KVNE
- Tyler, Texas; United States;
- Broadcast area: Tyler-Longview area
- Frequency: 89.5 MHz
- Branding: 89.5 KVNE

Programming
- Language: English
- Format: Christian adult contemporary

Ownership
- Owner: Encouragement Media Group; (Educational Radio Foundation of East Texas, Inc.);
- Sister stations: KZWL; KLFZ; KELW; KHFZ;

History
- First air date: September 29, 1983
- Call sign meaning: Vine (former branding)

Technical information
- Licensing authority: FCC
- Facility ID: 18758
- Class: C1
- ERP: 96,000 watts
- HAAT: 278 meters (912 ft)
- Transmitter coordinates: 32°32′21.00″N 95°13′16.00″W﻿ / ﻿32.5391667°N 95.2211111°W
- Repeaters: 89.1 KVSE (Blanchard, Louisiana); 93.3 KVNB (Bryant, Arkansas);

Links
- Public license information: Public file; LMS;
- Website: kvne.com

= KVNE =

Christian radio station in Tyler, Texas

KVNE (89.5 FM) is a radio station licensed to Tyler, Texas, United States, owned by Encouragement Media Group, and serving the Tyler-Longview market with a Christian adult contemporary format.

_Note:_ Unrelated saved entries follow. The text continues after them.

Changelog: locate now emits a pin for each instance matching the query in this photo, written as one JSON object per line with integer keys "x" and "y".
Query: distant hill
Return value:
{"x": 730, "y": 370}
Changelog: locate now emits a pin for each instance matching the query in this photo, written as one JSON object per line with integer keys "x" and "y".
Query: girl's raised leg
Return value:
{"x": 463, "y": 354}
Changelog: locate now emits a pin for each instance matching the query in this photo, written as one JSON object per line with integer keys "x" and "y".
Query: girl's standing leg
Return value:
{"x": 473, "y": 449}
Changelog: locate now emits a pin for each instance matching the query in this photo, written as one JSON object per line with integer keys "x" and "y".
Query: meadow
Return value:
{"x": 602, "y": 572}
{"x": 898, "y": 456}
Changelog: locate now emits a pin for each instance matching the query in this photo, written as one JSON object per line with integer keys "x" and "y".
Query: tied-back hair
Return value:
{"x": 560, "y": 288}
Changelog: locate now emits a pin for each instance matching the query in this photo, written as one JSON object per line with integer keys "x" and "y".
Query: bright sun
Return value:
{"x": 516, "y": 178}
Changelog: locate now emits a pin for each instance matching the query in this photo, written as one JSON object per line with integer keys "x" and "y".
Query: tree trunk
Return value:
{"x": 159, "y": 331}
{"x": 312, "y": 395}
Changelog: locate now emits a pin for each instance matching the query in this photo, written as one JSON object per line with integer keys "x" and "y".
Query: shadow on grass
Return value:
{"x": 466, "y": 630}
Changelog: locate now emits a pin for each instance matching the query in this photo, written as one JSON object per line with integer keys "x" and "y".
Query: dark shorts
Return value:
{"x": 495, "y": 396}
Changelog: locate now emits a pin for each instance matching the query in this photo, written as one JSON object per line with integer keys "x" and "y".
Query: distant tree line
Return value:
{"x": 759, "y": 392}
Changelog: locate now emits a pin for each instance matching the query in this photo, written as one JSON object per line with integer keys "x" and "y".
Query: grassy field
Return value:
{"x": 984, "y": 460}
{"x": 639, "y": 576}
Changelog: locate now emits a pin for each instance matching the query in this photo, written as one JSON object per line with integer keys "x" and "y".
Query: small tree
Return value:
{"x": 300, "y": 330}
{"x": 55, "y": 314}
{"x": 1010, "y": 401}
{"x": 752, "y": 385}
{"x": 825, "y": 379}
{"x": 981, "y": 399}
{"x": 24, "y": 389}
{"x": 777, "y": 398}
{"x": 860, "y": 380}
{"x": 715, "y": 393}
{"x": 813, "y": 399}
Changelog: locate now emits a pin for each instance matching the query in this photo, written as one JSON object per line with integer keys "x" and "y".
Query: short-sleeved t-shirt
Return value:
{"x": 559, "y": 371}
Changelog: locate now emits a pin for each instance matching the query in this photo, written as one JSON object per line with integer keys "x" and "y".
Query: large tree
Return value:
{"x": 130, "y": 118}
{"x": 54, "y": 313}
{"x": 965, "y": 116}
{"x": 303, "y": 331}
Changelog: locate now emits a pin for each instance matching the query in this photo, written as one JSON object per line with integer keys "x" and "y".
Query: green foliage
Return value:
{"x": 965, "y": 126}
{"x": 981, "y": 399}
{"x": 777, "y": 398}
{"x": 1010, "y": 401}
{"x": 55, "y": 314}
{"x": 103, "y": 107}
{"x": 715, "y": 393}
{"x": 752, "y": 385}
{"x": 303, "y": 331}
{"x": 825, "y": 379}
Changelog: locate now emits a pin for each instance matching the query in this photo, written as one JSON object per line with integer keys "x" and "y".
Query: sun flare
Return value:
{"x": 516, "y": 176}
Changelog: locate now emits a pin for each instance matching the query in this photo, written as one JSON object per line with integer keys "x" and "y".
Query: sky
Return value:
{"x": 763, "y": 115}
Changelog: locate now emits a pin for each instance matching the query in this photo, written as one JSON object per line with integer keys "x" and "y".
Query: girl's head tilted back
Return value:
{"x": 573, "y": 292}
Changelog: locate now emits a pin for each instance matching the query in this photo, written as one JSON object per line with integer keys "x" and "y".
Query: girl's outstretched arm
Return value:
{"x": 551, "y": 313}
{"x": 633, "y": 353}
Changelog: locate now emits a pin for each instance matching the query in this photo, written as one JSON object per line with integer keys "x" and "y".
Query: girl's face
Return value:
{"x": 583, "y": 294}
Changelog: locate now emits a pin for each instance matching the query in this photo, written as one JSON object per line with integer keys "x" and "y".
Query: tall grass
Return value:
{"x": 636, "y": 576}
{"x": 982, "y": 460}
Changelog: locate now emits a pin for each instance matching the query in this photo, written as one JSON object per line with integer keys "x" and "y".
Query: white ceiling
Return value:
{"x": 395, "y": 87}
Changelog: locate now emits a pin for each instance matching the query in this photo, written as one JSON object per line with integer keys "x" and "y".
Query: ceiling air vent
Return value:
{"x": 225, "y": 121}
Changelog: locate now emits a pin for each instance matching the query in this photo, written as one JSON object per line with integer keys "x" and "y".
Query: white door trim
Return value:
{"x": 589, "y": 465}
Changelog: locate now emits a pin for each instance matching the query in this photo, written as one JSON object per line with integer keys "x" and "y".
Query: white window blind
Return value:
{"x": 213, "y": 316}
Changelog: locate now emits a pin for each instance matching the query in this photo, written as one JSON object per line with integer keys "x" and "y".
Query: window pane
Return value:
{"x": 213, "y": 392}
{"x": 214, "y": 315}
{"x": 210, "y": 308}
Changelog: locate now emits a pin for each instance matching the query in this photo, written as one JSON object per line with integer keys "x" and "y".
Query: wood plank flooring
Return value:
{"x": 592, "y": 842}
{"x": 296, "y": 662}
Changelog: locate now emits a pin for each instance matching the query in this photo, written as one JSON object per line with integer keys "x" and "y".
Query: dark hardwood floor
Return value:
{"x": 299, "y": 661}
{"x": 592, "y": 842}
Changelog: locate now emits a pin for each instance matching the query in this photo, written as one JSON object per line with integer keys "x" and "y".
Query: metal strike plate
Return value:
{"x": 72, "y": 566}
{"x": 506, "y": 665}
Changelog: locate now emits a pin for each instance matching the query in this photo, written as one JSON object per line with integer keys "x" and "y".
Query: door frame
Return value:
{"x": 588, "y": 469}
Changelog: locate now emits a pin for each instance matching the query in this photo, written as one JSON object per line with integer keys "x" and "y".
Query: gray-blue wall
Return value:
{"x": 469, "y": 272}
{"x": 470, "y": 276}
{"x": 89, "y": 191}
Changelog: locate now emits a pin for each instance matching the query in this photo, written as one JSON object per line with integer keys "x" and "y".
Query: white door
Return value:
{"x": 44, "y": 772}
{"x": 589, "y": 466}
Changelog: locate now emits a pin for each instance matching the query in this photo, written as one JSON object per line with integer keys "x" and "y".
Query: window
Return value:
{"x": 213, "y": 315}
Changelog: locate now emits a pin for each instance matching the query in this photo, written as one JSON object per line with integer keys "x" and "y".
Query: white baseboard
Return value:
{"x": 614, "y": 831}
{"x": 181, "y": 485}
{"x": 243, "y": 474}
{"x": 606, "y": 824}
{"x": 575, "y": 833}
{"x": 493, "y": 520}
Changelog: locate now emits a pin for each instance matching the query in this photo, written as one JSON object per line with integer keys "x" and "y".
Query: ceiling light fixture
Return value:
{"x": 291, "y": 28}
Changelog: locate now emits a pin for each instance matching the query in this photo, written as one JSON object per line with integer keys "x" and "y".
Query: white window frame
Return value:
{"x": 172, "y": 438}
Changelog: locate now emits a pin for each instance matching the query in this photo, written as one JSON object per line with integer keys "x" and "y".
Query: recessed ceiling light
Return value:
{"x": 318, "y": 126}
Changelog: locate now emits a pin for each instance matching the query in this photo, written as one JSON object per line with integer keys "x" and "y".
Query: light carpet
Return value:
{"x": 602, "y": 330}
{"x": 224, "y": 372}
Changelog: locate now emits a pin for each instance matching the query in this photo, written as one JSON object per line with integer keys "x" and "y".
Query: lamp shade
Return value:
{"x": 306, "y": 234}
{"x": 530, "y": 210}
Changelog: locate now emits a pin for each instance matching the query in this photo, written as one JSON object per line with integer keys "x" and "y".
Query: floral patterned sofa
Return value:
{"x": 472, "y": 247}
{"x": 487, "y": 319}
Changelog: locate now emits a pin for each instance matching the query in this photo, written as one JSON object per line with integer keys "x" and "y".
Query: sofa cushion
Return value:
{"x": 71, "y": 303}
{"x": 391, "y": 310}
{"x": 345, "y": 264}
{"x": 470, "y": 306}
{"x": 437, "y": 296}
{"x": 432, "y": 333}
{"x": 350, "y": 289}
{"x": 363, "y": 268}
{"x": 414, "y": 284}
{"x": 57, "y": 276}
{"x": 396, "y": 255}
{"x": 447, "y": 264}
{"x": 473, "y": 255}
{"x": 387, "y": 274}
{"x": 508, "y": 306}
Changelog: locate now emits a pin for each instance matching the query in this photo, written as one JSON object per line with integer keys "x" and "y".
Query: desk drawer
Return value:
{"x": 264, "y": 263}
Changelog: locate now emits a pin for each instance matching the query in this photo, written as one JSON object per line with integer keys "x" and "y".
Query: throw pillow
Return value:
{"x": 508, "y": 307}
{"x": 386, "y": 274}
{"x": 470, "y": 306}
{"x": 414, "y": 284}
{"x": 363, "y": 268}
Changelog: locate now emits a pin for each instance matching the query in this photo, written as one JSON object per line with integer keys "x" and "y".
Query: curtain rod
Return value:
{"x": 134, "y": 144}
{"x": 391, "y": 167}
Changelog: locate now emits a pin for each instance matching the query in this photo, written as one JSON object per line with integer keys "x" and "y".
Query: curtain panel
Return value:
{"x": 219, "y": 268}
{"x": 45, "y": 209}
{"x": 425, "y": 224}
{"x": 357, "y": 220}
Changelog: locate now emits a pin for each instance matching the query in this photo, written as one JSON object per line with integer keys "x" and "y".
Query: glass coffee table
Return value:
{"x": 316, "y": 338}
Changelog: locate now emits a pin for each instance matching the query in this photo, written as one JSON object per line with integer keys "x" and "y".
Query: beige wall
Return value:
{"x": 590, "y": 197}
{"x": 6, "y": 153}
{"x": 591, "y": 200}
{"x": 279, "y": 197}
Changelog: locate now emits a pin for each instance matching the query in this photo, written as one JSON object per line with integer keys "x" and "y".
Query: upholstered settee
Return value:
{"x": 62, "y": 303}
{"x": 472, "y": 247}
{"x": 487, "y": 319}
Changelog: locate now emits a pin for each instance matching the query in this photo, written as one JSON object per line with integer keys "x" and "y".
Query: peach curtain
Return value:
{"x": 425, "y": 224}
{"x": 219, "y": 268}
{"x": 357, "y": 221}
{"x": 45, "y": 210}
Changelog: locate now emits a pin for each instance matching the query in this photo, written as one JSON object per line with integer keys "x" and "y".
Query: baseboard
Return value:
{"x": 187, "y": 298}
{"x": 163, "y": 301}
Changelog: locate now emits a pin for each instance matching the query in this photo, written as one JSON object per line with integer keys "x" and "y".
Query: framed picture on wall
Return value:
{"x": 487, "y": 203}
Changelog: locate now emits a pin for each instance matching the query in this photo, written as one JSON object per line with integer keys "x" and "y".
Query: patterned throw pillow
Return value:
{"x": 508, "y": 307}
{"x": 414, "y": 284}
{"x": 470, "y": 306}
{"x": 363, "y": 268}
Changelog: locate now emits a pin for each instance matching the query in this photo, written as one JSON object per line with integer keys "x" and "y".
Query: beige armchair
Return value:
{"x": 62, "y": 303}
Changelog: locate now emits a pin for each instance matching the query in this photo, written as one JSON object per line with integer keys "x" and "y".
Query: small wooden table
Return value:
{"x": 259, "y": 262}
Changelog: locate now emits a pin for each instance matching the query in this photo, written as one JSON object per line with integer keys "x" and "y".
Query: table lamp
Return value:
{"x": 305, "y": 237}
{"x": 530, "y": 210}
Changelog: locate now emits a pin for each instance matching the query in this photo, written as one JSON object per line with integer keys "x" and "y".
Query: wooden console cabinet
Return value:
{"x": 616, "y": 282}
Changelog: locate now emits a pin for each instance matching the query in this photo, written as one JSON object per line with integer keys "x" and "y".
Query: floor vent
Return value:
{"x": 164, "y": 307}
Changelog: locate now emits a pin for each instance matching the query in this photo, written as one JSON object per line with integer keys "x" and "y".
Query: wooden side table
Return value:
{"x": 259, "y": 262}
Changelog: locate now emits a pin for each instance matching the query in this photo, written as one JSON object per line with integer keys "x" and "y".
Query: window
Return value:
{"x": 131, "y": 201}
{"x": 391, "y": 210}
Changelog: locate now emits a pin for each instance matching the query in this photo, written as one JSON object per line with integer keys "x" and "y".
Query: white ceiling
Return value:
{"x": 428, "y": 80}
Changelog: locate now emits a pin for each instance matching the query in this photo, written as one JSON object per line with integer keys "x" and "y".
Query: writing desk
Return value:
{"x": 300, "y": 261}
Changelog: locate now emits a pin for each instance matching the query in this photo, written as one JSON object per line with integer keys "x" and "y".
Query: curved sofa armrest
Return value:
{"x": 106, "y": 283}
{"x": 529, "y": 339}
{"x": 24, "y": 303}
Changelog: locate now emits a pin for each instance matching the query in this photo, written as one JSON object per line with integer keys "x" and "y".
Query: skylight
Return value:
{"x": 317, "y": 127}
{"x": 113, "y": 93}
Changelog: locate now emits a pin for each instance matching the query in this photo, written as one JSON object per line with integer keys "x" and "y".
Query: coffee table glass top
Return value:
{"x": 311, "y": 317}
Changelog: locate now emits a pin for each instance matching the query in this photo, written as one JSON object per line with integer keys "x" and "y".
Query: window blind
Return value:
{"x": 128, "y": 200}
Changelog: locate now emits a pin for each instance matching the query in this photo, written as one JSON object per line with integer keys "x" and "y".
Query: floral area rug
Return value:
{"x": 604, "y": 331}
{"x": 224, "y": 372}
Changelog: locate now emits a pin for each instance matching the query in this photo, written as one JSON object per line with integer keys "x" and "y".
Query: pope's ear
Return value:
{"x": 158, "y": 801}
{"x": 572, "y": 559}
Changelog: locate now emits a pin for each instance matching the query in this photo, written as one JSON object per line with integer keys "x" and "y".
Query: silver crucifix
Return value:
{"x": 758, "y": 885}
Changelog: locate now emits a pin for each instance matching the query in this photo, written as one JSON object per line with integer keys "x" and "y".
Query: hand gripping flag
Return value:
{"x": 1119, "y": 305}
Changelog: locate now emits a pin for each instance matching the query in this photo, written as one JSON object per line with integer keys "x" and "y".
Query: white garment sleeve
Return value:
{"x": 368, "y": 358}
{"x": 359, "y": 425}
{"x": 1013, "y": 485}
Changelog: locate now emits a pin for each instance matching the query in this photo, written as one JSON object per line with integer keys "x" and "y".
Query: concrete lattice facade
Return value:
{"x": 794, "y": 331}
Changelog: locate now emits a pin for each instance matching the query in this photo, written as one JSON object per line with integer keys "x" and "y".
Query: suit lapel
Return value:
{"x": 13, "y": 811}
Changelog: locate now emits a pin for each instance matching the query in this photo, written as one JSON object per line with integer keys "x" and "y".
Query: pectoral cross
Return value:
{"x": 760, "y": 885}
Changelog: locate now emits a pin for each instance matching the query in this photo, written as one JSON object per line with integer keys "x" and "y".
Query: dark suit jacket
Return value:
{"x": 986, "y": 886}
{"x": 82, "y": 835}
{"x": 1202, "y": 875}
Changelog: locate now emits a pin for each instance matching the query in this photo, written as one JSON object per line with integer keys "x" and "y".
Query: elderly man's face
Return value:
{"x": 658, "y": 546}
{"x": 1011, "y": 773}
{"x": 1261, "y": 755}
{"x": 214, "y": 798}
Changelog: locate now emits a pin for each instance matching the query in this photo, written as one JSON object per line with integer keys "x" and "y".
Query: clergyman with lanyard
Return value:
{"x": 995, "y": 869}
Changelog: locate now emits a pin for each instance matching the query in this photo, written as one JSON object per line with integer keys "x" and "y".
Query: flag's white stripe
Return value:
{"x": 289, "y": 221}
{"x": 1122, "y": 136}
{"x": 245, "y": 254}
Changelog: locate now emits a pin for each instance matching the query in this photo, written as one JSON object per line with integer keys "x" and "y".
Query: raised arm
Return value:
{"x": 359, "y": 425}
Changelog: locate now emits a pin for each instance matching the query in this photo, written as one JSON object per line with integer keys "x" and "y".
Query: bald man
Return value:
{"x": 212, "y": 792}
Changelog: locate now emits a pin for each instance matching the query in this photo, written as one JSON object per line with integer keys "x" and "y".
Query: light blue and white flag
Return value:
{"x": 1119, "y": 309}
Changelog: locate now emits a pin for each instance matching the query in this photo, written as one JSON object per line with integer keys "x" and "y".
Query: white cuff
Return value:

Studio location for the station is at 7695 Old Jacksonville Highway in southwest Tyler.

== Translators ==
In addition to the main station, KVNE was once relayed to an additional 2 translators, in order to widen its broadcast area. 99.1 K256AT in Nacogdoches was later sold and moved out of the area, while 104.3 K282AM is now used to rebroadcast KIMP in Mt. Pleasant. KVNE was also previously heard on co-owned translator K214BE licensed to Shreveport, Louisiana, which has also since been sold.